In the province of Kurdistan, where Mahsa Amini was born, the regime recently shelled the cities of Piranshahr, Marivan and Javanrud. Unconfirmed Footage live shootout and since then the wounded have appeared from Javanrud. There are reports of several casualties, including a 16-year-old named Karvan Gader Shokri in Piranshehr. Another man was reportedly killed when Islamic Republic forces opened fire on the crowd as the teenager’s body was taken to the mosque.

In addition to using intimidation, arrests and deadly force to silence the opposition, the regime has imposed massive internet shutdowns.

The international community has widely supported the protesters and condemned the actions of the Iranian regime. French President Emmanuel Macron recently described the protests as a “revolution”. This week, the US imposed targeted sanctions against three Iranian officials in Kurdistan. situation in the Islamic Republic of Iran.
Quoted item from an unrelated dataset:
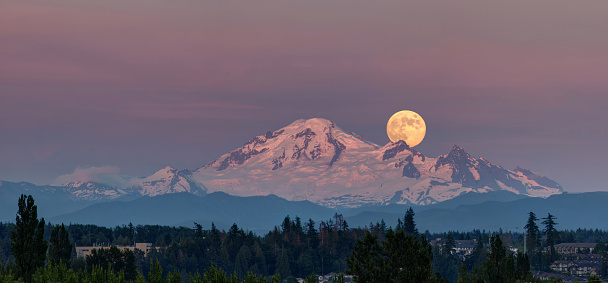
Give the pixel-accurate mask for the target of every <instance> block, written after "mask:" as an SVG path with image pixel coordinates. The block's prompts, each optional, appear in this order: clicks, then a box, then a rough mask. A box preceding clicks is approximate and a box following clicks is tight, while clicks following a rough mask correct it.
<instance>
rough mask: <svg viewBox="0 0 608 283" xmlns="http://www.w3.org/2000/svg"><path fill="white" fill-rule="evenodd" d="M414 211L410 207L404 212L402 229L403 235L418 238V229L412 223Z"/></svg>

Several athletes who defied the regime have officially apologized for not wearing the hijab, but it also feels like a forced renunciation. Because of this, some Iranians expressed concern for the players and their families. In a country of repression, forced confessions and apologies, the fate of Mellie’s team remains in the balance. What is certain is that their silence during the singing of the anthem has drawn even more attention to the plight of the Iranians on the ground.